Amazon.com, Inc. CEO supports massive investment in AI: Without spending money, one will be eliminated by the times.
10/04/2025
GMT Eight
Amazon.com, Inc.'s CEO Andy Jassy made a rare high-profile defense of the company's massive investment in the field of artificial intelligence in his annual letter to shareholders on Thursday. The leader of the Seattle e-commerce giant bluntly stated, "When every customer experience is going to be reshaped by AI, deep investment in artificial intelligence is not a choice, but a survival necessity."
In his letter to shareholders, Jassy wrote, "If your mission is to make customers' daily lives better, easier, and you believe every customer experience will be reshaped by AI, then you will make deep and broad investments in artificial intelligence." This is an annual ritual for Amazon.com, Inc. senior executives.
Key information revealed in the letter shows that Amazon.com, Inc. is advancing its AI strategy on multiple fronts:
Infrastructure: Continued heavy investment in AI chip development and data center expansion, these "heavy assets" are the foundation of supporting AI computing power;
Technology integration: Integrating the core technology of AI startup Anthropic, acquired for $8 billion, deeply into Alexa voice assistant to create an upgraded "Alexa+" intelligent interaction system;
Product implementation: Has launched multiple AI chat robots Siasun Robot & Automation for enterprise users, and plans to open new AI features to regular consumers in the coming weeks.

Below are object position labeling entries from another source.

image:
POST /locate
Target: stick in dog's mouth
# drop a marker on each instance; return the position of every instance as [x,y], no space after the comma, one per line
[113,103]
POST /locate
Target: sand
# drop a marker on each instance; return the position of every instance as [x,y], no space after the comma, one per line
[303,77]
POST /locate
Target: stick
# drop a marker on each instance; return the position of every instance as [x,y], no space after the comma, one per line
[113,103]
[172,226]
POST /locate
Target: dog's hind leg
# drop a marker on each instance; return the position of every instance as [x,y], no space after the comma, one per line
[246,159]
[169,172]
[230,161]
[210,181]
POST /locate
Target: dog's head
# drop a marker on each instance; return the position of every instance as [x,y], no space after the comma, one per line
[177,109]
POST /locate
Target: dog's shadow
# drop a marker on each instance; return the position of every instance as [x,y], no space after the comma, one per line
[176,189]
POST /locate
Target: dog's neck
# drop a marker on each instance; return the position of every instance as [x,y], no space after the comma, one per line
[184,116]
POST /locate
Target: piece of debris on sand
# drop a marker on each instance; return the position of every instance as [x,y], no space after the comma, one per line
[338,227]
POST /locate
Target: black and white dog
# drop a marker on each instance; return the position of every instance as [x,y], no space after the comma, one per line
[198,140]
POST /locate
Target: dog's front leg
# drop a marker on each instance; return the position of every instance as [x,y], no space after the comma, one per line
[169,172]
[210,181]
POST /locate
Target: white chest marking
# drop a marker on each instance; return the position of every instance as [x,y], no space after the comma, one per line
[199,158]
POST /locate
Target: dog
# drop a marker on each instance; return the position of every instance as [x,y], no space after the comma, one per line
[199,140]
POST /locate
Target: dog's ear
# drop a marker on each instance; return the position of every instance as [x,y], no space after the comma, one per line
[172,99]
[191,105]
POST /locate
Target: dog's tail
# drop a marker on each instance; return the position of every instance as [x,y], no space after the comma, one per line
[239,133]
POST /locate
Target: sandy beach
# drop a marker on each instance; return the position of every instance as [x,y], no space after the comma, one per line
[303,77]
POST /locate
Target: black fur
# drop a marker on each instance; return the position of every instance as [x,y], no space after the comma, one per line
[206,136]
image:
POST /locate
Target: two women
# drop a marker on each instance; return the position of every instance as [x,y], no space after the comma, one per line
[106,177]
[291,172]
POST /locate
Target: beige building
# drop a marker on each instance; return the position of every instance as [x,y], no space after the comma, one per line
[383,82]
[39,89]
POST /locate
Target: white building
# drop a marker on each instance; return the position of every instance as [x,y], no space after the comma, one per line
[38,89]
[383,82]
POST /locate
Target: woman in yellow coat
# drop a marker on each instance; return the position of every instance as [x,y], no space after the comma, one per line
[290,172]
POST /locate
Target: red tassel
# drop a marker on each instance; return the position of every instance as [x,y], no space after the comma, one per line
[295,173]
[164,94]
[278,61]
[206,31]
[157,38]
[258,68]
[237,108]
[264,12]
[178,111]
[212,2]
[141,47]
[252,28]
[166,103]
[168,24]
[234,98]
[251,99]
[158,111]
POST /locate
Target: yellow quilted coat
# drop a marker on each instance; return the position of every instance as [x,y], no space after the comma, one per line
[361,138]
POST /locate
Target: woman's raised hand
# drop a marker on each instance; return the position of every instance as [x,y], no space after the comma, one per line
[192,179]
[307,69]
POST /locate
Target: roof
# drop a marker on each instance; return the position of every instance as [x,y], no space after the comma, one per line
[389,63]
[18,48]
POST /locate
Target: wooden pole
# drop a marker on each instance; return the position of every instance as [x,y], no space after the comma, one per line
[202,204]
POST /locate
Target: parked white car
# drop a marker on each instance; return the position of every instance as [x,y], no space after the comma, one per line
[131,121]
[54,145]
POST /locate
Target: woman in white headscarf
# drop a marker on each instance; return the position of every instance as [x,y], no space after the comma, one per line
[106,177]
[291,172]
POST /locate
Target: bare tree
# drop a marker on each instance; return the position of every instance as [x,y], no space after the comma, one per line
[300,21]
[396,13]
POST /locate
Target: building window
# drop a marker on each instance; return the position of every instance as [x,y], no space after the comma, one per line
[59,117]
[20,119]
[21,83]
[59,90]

This shareholder letter continues Amazon.com, Inc.'s tradition of including the first shareholder letter written by Jeff Bezos in 1997. Compared to his predecessors, Jassy faces more challenging challenges: in the current intense AI arms race, Amazon.com, Inc. must maintain its e-commerce base while catching up with the technology wave of generative AI.
It is worth noting that Jassy's statement echoes recent remarks by Alphabet Inc. Class C CEO Sundar Pichai. Pichai announced at the Alphabet Inc. Cloud Summit that the company will invest $75 billion this year to expand data centers, stating that "the opportunities in the AI era are so big that we must go all in." The rare consensus in capital expenditure between the two tech giants reflects the trend of the global tech industry accelerating towards AI infrastructure.
Although the letter does not mention the impact of the recent Trump tariff turmoil on the supply chain, the stock performance has already hinted: Amazon.com, Inc.'s stock price has fallen by nearly 13% this year, a decline that is smaller than some competitors such as Alphabet Inc. Class C and Apple Inc., but worse than Microsoft Corporation's stock performance.
It is worth mentioning that Jassy did not disclose specific financial targets this time, instead focusing on the technological vision. "The current significant investment will ultimately customers' smiles, shareholders' returns, and business moats," CEO, who believes in "long-termism," is betting on AI to become the next growth engine for Amazon.com, Inc.